COLORADO SPRINGS — Demand for satellite communications has outstripped supply in markets recovering from the pandemic, according to satcoms provider Speedcast CEO Joe Spytek.
Spytek told SpaceNews the company is “about nine full satellites short” for meeting demand it sees next year across cruise, energy and other markets that were hit hard by COVID-19.
“There hasn’t been a lot of GEO satellites being launched, plus we have some C-band capacity that’s going away,” he said, referring to the spectrum satellite operators were required to sell to terrestrial 5G operators.
While a significant chunk of new capacity is due to come online from low Earth orbit broadband megaconstellations, those networks planning to sell services through wholesale models have suffered delays.
SpaceX’s fast-growing Starlink broadband megaconstellation, which currently provides broadband services in about 30 nations and is primarily focused on the consumer market, has built its business around selling to customers directly.
“We can integrate Starlink terminals into our unified global platform, but we can’t go buy bulk capacity from Starlink and provide it to our customers,” Spytek said.
With a lack of available capacity in the market, he expects prices will “start to creep up a little bit,” but then come back down once OneWeb and other wholesale-focused LEO operators come fully online.
“We’re just in this kind of weird point in time where there’s a dearth of capacity for our customers,” he said.
Returning optimism
“It’s a little bit odd to me that we find ourselves in this position,” Spytek said, “but that is where the industry is right now.”
Speedcast emerged from restructuring in March 2021 after pandemic-related travel restrictions that drastically reduced demand in its core markets helped push it into bankruptcy.
However, he said COVID-19 has also catalyzed “true change and user behavior” that is increasing demand for bandwidth in multiple sectors.
The energy industry has talked about “the digitalization of the oilfield” for decades, Spytek added, but it took oil prices to plummet last year for the sector to shift to digital processes to improve efficiency.
“They are trusting the comms, and they’re demanding remote assets, they’re driving efficiencies — it really is real this time,” he said.
“We see rigs going from 3, 4, 5 megabits [of capacity] to 30, 50, 100 megabits … it’s an order of magnitude change. Even with the high-value customers that have been very cautious about that change.”
In the cruise market, Spytek said one of its main customers went from ordering 8.5 gigabits of capacity to “north of 24 gigabits of capacity, just so far, with more to come.”
After seeing growth in expedition cruise itineraries and polar vessel traffic, maritime connectivity specialist Marlink recently said it is buying more bandwidth capacity from Intelsat to meet demand.
“Ultimately, that’s a great thing for the industry,” Spytek said, because “I think everyone was wondering who was going to absorb all this capacity and how it was going to be sold.”
However, the shortfall on the horizon for delivering that planned bandwidth has left Speedcast hunting for bridge capacity.
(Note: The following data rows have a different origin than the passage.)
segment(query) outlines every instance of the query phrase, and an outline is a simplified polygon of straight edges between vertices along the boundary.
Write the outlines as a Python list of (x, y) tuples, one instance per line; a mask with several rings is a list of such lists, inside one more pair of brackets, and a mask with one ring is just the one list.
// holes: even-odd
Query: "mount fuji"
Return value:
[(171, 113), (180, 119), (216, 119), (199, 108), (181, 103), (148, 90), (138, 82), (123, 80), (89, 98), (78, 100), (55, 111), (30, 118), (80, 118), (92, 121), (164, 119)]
Spytek said this need for bridge capacity drove Speedcast to recently sign on as a distributor partner for OneWeb’s delayed LEO network.
Customer trials with OneWeb are slated to begin in mid-2022 to bring two-thirds of the deployed LEO network into service for Speedcast’s energy and enterprise customers, followed by maritime mobility in 2023.
For the time being, OneWeb’s services are limited to fixed applications, which would include Speedcast’s customers on oil rigs and cruise ships at ports, and full coverage is only attainable in the upper parts of the northern hemisphere.